C. Ongoing Operational Management, Monitoring and Compliance

1. Regular security monitoring and auditing of SaaS and hardware solutions shall be conducted to detect and respond to any potential security incidents promptly.
2. Any changes in the vendor's security posture or data handling practices, as it pertains to SaaS engagements, should be promptly communicated, and evaluated for compliance.
3. Management of any SaaS or cloud services may entail the tracking of costs based on consumption. Regularly analyzing costs associated with services and planning accordingly to match up with planned costs is required to meet university budget allocations.

V. Definitions

Software-as-a-Service (SaaS): A cloud-based software delivery model that allows end users to access any software applications over the internet. This would include example services such as file storage, collaboration tools and presentation tools. With a SaaS model, the software is hosted on remote servers, maintained, and updated by the service provider, and made available to customers via web browsers, mobile apps and APIs. Define any specialized terms used in the policy. It can be an ideal solution for large enterprises, small businesses, or individuals that:

• Do not want the responsibility of buying or maintaining infrastructure, platforms, and on-premises software.
• Prefers simpler cost management through operational expenses (OPEX), rather than capital expense investments (CAPEX).
• Have challenges that require minimal customization to solve.
• Favor software subscription models.

 

Example SaaS solutions utilized by IWU:

• Microsoft email and file storage
• Salesforce
• Slate
• Parchment

 

Cloud Hosting: Cloud hosting is the delivery of computing services—including servers, storage, databases, networking, software, analytics, and intelligence—over the internet (“the cloud”) to offer faster innovation, flexible resources, and economies of scale.

Example Cloud hosted solutions utilized by IWU:

• Microsoft Azure (preferred)
• Amazon Web Services

 

Computer Hardware: For this document computer hardware refers to any device that attaches to the IWU network or running a software application or operating system.

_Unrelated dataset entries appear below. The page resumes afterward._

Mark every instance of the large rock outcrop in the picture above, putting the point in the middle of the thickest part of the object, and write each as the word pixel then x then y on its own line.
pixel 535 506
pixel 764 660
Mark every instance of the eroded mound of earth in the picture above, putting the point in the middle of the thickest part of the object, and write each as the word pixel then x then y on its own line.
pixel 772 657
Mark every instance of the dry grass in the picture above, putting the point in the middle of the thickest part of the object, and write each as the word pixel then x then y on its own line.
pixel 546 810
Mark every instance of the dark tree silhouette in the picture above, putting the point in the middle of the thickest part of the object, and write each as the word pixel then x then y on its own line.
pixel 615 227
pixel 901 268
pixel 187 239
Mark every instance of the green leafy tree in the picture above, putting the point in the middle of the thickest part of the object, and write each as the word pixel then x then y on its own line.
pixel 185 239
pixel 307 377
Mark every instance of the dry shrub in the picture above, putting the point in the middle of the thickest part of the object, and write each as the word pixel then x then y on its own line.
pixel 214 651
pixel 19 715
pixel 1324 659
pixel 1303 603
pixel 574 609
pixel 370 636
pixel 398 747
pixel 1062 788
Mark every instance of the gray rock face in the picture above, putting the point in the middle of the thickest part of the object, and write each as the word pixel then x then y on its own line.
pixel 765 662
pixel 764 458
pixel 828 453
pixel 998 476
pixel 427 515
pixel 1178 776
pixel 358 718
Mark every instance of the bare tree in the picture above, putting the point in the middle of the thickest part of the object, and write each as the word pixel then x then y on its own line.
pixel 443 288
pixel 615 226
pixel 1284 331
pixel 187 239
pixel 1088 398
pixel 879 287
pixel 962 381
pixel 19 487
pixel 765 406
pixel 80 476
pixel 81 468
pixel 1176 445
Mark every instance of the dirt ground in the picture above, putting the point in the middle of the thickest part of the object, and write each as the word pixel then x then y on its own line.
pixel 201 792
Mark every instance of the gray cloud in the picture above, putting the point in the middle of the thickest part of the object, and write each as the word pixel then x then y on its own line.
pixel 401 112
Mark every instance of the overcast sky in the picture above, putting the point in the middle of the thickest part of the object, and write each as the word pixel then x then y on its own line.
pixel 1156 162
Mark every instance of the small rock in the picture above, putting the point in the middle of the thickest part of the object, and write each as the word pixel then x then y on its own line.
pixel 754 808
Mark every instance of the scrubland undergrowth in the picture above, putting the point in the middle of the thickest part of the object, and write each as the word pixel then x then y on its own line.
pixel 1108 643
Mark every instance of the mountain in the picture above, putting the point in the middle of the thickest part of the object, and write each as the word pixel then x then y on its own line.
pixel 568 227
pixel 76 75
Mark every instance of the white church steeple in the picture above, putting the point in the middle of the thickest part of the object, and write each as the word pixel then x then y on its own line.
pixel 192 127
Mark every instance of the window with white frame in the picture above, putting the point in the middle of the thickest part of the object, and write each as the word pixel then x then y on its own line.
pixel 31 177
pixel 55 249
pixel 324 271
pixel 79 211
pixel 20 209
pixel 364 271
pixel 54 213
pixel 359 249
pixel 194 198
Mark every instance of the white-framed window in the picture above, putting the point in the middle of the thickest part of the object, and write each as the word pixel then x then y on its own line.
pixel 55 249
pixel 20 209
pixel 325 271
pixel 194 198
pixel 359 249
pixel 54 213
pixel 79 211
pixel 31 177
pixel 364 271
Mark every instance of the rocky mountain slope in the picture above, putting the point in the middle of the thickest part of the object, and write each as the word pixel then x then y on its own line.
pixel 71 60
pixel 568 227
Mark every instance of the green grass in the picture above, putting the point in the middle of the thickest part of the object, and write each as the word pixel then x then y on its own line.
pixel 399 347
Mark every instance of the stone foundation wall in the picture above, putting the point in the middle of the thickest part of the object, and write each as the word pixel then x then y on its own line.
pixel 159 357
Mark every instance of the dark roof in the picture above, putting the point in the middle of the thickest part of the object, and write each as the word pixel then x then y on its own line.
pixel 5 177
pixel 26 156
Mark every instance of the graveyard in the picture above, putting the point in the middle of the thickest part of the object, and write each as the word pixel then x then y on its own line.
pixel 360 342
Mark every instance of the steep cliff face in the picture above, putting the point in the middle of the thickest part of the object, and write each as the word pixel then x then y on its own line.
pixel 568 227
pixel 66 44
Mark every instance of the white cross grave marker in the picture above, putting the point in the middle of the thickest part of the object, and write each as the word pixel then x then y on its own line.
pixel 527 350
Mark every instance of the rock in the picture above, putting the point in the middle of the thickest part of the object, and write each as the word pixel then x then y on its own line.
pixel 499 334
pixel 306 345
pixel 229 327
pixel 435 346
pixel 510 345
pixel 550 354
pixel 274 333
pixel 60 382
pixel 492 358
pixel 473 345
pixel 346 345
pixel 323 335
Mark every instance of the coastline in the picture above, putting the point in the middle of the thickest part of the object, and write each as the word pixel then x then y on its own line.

• Desktops, laptops, mobile devices
• Servers
• Cameras
• Network Switches
• Network access points
• Security and environment control
• Lab equipment connection to the network
• Networked printing solutions

 

End-of-Support Software and Hardware: End-of-support (EOS) refers to the point at which software or hardware products reach the end of their lifecycle, and the manufacturer or vendor stops providing updates, security patches, technical support, and warranty services for the product. This means that the product is no longer actively maintained, and users are left with unsupported and potentially vulnerable systems.

 

Enterprise Architect: The role of an Enterprise Architect in IT is to provide strategic guidance and technical expertise to design and manage an organization's IT infrastructure, applications, and technology solutions in alignment with its business goals and objectives. Enterprise architects play a crucial role in ensuring that the IT landscape supports the overall business strategy, maximizes efficiency, and enables innovation.

 

Information Security Office: The Information Security Office helps an organization reduce its risk of data loss or compromise, ensures compliance and that its critical assets are protected.

 

Patch Management: Patch management is the process of acquiring, testing, and deploying software updates, known as patches, to computer systems, applications, and other software components to fix vulnerabilities, improve functionality, and address various issues. These patches are typically released by software vendors and developers to address security flaws, bugs, and performance-related problems that have been identified in their products after the initial release.

VI. Sanctions

Sanctions for violating this policy could include verbal or written warning, corrective action plan, loss of contract signing privileges, or termination of employment depending on the cybersecurity or financial risk of the purchase.